Moose sat watching him for a while, as if unable to believe that he could calmly lie down and sleep again after seeing what had been on the prowl in the rain.

"Some of my dreams are worse than what's out there tonight," he told the dog. "So if I spooked easily, I'd probably never want to go to sleep again."

The dog yawned and got up and went out into the dark hall, where he boarded the elevator. The motor hummed as the lift carried the Labrador upstairs.

As he waited for sleep to steal over him again, Sam attempted to shape his dreams into a more appealing pattern by concentrating on a few images he would not mind dreaming about: good Mexican food, barely chilled Guinness Stout, and Goldie Hawn.

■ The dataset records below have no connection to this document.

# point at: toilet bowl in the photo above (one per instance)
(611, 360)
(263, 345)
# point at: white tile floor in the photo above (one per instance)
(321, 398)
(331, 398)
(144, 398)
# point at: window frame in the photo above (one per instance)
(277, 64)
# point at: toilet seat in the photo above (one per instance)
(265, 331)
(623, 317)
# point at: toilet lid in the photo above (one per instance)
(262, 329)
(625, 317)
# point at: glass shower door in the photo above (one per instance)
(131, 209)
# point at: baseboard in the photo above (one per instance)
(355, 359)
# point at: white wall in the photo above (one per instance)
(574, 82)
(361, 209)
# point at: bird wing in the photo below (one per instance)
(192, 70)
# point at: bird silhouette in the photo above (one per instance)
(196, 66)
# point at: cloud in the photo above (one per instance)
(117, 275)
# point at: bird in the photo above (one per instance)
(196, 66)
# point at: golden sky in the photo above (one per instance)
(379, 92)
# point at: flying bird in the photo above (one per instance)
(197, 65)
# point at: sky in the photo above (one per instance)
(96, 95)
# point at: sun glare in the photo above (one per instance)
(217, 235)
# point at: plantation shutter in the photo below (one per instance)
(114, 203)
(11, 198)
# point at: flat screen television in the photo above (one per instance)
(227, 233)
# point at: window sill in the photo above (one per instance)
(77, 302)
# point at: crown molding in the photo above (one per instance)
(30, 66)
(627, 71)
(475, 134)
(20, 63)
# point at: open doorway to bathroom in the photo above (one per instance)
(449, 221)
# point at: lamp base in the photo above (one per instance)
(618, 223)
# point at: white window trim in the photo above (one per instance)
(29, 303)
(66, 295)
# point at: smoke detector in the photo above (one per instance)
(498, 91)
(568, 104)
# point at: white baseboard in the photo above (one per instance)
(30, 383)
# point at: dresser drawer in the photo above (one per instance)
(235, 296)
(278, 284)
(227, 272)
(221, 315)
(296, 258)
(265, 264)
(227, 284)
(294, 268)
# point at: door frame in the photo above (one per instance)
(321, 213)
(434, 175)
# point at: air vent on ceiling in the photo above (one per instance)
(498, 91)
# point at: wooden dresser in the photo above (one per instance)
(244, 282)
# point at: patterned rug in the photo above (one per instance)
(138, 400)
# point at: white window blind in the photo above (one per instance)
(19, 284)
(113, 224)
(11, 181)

Ideally, he'd dream about being in a great Mexican restaurant with Goldie Hawn, who'd look even more radiant than usual, and they'd be eating and drinking Guinness and laughing.

Instead, when he did fall asleep, he dreamed about his father, a mean-tempered alcoholic, into whose hands he had fallen at the age of seven, after his mother had died in the car crash.


Nestled in the stack of grass-scented burlap tarps in the back of the gardener's truck, Chrissie woke when the automatic garage door ascended with a groan and clatter. She almost sat up in surprise, revealing herself. But remembering where she was, she pulled her head under the top half-dozen tarps, which she was using as blankets. She tried to shrink into the pile of burlap.

She heard rain striking the roof. It sliced into the gravel driveway just beyond the open door, making a sizzling noise like a thousand strips of bacon on an immense griddle. Chrissie was hungry. That sound made her hungrier.

"You got my lunch box, Sarah?"

Chrissie didn't know Mr. Eulane well enough to recognize his voice, but she supposed that was him, for Sarah Eulane, whose voice Chrissie did recognize, answered at once:

"Ed, I wish you'd just come back home after you drop me at the school. Take the day off. You shouldn't work in such foul weather."

"Well, I can't cut grass in this downpour," he said. "But I can do some other chores. I'll just pull on my vinyl anorak. Keeps me dry as bone. Moses could've walked through the Red Sea in that anorak and wouldn't have needed God's miracle to help him."

Breathing air filtered through the coarse, grass-stained cloth, Chrissie was troubled by a tickling sensation in her nose, all the way into her sinuses. She was afraid that she was going to sneeze.